British Prime Minister David Cameron will use a meeting of the Group of Seven industrial nations to vent frustration at what he sees as poor progress towards a multibillion-dollar trade deal between the European Union and the United States.
Cameron, in bullish mood after winning re-election with a surprise majority last month, is expected to raise the issue in one-to-one talks with U.S. President Barack Obama on Sunday at the G7 and to join host Angela Merkel, the German chancellor, in pushing EU officials to speed negotiations.
His intervention would come after the EU's chief negotiator said in April that talks to clinch the so-called Transatlantic Trade and Investment Partnership (TTIP) would stretch into 2016.
"We launched this at a G8 that was ours in Lough Erne in 2013," one British official told reporters. "That was over 700 days ago, and the prime minister feels we should be making swifter progress."
Cameron wanted a political deal by the year-end, the official said, warning the global cost of not getting one was about 630 million pounds ($962.01 million) daily.
Proponents say such a settlement could add $100 billion in annual economic output on both sides of the Atlantic.
The TTIP has faced opposition from protesters in Germany, however, and has also stumbled on U.S. demands for an investor protection clause.
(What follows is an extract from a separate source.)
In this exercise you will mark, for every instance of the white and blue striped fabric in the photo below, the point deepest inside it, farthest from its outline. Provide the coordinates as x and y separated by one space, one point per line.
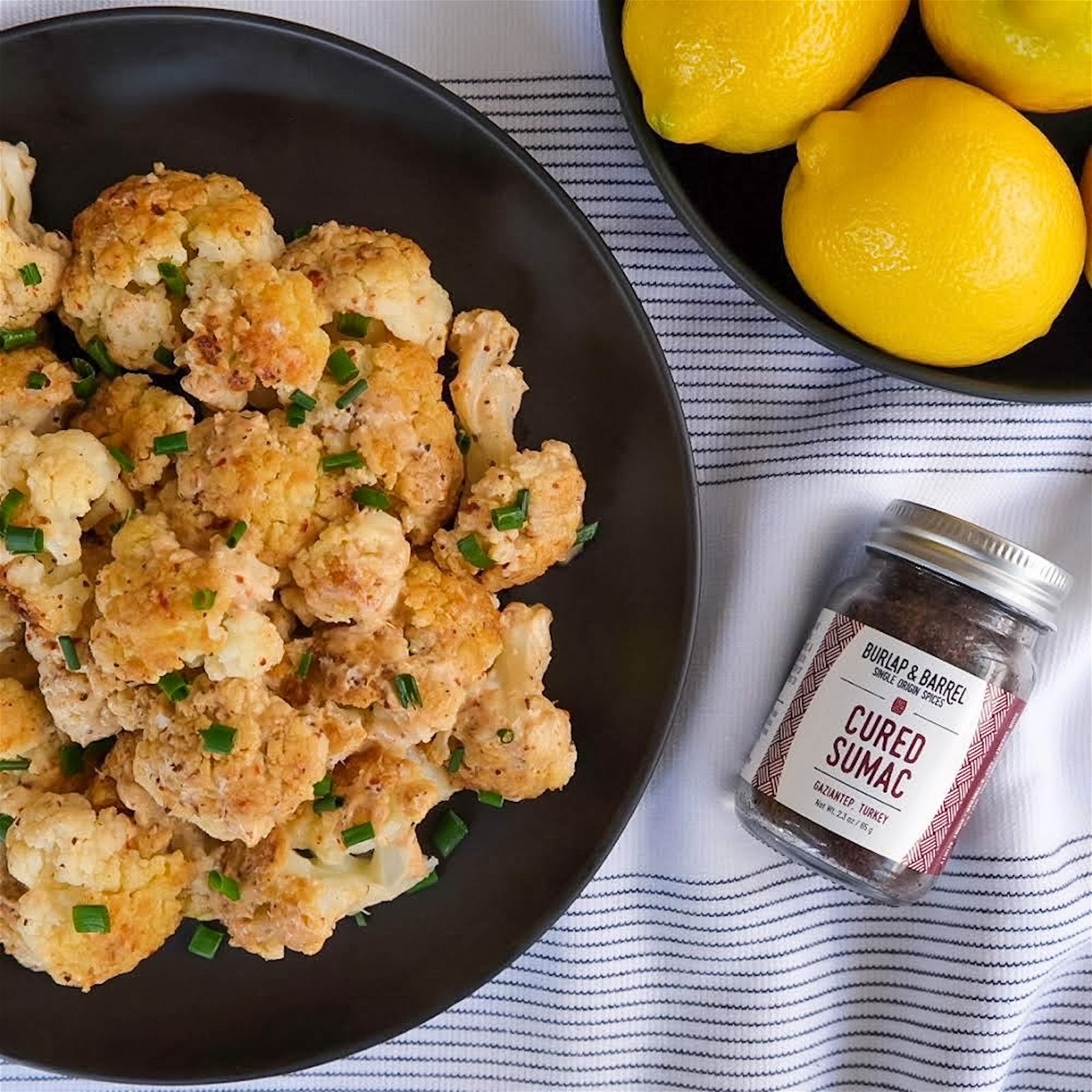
698 959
Cameron, who has said he wants the G7 to use the scandal engulfing FIFA to focus on cracking down on corruption, will also warn the world must be much better prepared for a disease epidemic.
"The reality is that we will face an outbreak like Ebola again and that virus could be more aggressive and more difficult to contain," Cameron said on the eve of the summit. "It is time to wake-up to that threat."
He is expected to say Britain is ready to "lead the way" and work with the World Health Organisation to try to harness better global research, more drug development, and a faster and more comprehensive approach to fighting disease outbreaks.
He will announce a British programme to focus on the most threatening diseases, a requirement for UK-funded vaccine research to be shared globally, and the creation of a rapid reaction unit of specialists backed by a reserve force of doctors who can be dispatched to global disease hot spots.